SPD-Chef will Spitzenjob im Rathaus

01.09.2008, 17:41 Uhr / Lesedauer: 1 min

Lünen Lünens SPD-Stadtverbandsvorsitzender Jürgen Kleine-Frauns bewirbt sich auf die Stelle des dritten Beigeordneten in der Stadtverwaltung.

Er selbst machte die Bewerbung gestern öffentlich - wohl um Vorwürfen der Vetternwirtschaft zuvor zu kommen.

Zwar könne niemand leugnen, dass das Parteibuch bei politischen Wahlbeamten häufig eine Rolle spiele.

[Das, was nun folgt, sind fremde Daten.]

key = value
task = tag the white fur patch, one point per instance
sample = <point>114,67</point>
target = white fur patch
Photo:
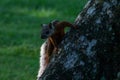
<point>43,59</point>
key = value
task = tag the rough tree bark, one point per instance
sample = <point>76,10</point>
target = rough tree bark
<point>91,52</point>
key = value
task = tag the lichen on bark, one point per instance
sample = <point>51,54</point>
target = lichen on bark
<point>92,51</point>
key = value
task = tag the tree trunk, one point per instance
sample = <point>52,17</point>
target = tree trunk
<point>91,52</point>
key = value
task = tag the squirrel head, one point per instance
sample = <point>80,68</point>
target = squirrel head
<point>48,29</point>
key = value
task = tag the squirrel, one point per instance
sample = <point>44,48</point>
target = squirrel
<point>54,33</point>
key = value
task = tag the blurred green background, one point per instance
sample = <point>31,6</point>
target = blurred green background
<point>20,33</point>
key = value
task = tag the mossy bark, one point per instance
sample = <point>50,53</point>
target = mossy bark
<point>92,51</point>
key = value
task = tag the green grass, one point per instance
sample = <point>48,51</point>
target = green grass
<point>20,33</point>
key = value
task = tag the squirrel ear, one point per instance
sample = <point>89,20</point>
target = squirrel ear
<point>55,22</point>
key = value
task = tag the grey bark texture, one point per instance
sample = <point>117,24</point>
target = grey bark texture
<point>91,52</point>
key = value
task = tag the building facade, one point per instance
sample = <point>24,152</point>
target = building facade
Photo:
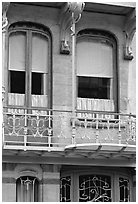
<point>69,102</point>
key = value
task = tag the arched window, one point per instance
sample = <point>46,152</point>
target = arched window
<point>29,73</point>
<point>27,189</point>
<point>96,71</point>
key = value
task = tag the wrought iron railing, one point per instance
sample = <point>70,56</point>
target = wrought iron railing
<point>42,129</point>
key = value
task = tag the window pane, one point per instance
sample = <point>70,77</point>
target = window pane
<point>17,51</point>
<point>37,83</point>
<point>93,87</point>
<point>39,53</point>
<point>96,61</point>
<point>17,82</point>
<point>124,190</point>
<point>65,189</point>
<point>27,189</point>
<point>94,188</point>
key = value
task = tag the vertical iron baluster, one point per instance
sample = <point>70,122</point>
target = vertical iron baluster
<point>119,130</point>
<point>97,132</point>
<point>25,129</point>
<point>49,128</point>
<point>73,131</point>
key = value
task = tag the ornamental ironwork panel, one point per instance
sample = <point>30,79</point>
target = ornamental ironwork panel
<point>124,190</point>
<point>94,188</point>
<point>65,189</point>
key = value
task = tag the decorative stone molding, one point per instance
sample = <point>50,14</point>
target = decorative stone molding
<point>129,30</point>
<point>70,13</point>
<point>5,7</point>
<point>31,170</point>
<point>65,23</point>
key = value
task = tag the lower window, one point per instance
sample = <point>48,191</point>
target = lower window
<point>27,189</point>
<point>76,187</point>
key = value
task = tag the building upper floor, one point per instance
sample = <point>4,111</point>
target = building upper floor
<point>65,85</point>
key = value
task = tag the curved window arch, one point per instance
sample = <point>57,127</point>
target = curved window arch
<point>27,189</point>
<point>96,53</point>
<point>29,65</point>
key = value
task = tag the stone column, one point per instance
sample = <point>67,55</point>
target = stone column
<point>51,183</point>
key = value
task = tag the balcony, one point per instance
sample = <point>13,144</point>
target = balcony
<point>57,131</point>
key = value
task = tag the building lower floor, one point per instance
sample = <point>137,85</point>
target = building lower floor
<point>36,182</point>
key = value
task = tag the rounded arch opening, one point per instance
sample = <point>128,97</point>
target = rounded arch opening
<point>96,53</point>
<point>27,189</point>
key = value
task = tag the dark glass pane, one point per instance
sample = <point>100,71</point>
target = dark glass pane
<point>124,190</point>
<point>17,82</point>
<point>93,87</point>
<point>37,83</point>
<point>27,189</point>
<point>65,185</point>
<point>94,188</point>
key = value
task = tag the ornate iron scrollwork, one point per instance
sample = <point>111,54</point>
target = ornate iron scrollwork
<point>94,188</point>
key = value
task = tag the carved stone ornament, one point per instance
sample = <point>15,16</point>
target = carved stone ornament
<point>65,24</point>
<point>5,6</point>
<point>129,31</point>
<point>66,19</point>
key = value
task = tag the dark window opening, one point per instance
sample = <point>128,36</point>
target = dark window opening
<point>17,82</point>
<point>37,83</point>
<point>27,189</point>
<point>93,87</point>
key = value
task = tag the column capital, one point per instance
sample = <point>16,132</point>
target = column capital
<point>129,31</point>
<point>69,13</point>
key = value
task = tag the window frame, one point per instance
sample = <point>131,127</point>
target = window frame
<point>29,28</point>
<point>36,185</point>
<point>109,38</point>
<point>115,175</point>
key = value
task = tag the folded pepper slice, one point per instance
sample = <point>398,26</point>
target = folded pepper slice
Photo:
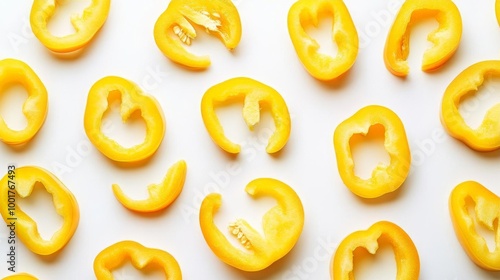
<point>86,24</point>
<point>141,257</point>
<point>26,229</point>
<point>12,72</point>
<point>445,39</point>
<point>255,95</point>
<point>282,226</point>
<point>487,211</point>
<point>175,27</point>
<point>133,100</point>
<point>384,179</point>
<point>344,34</point>
<point>383,232</point>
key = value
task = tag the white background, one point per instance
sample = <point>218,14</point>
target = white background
<point>125,47</point>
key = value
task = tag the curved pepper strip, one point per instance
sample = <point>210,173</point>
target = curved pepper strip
<point>27,229</point>
<point>132,100</point>
<point>487,136</point>
<point>344,34</point>
<point>487,210</point>
<point>255,95</point>
<point>174,28</point>
<point>160,195</point>
<point>35,108</point>
<point>115,255</point>
<point>385,179</point>
<point>445,39</point>
<point>282,227</point>
<point>86,25</point>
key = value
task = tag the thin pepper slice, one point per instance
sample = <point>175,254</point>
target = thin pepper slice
<point>282,226</point>
<point>487,212</point>
<point>132,100</point>
<point>27,230</point>
<point>115,255</point>
<point>445,39</point>
<point>13,71</point>
<point>255,95</point>
<point>384,179</point>
<point>86,24</point>
<point>160,195</point>
<point>344,34</point>
<point>174,28</point>
<point>486,137</point>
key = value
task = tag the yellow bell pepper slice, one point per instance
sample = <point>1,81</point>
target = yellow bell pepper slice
<point>487,136</point>
<point>174,28</point>
<point>141,257</point>
<point>254,94</point>
<point>132,99</point>
<point>160,195</point>
<point>487,210</point>
<point>344,34</point>
<point>86,24</point>
<point>406,255</point>
<point>13,71</point>
<point>384,179</point>
<point>282,226</point>
<point>21,184</point>
<point>445,39</point>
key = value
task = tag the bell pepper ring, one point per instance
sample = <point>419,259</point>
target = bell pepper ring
<point>160,195</point>
<point>384,179</point>
<point>255,94</point>
<point>445,39</point>
<point>132,100</point>
<point>282,226</point>
<point>86,24</point>
<point>344,34</point>
<point>35,107</point>
<point>141,257</point>
<point>406,255</point>
<point>26,229</point>
<point>487,212</point>
<point>174,28</point>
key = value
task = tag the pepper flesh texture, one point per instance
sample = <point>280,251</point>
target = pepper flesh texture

Unmittelbar entscheidend und maßgeblich für die Auswahl seien demgegenüber aber die Qualifikation und Erfahrung für das Amt.

"Hier stelle ich mich dem Wettbewerb mit den zahlreichen anderen Bewerbern um diesen Spitzenjob", erklärte der 41-jährige Rechtsanwalt.

Kleine-Frauns ist seit acht Jahren in einer Lüner Anwaltsgemeinschaft tätig und steht seit gut drei Jahren an der Spitze des SPD-Stadtverbandes.

Am Montagnachmittag informierte er die SPD-Fraktion über seine Bewerbung. Sein Amt als Parteivorsitzender wolle er bis zum Ende des Auswahlverfahrens ruhen lassen.

Über 60 Bewerbungen sind laut Mitteilung der Stadt für die Beigeordnetenstelle eingegangen. Die Bereiche Kultur und Sport sollen u.a. in den Geschäftsbereich des neuen Beigeordneten fallen, der vom Rat für eine Amtszeit von acht Jahren gewählt wird.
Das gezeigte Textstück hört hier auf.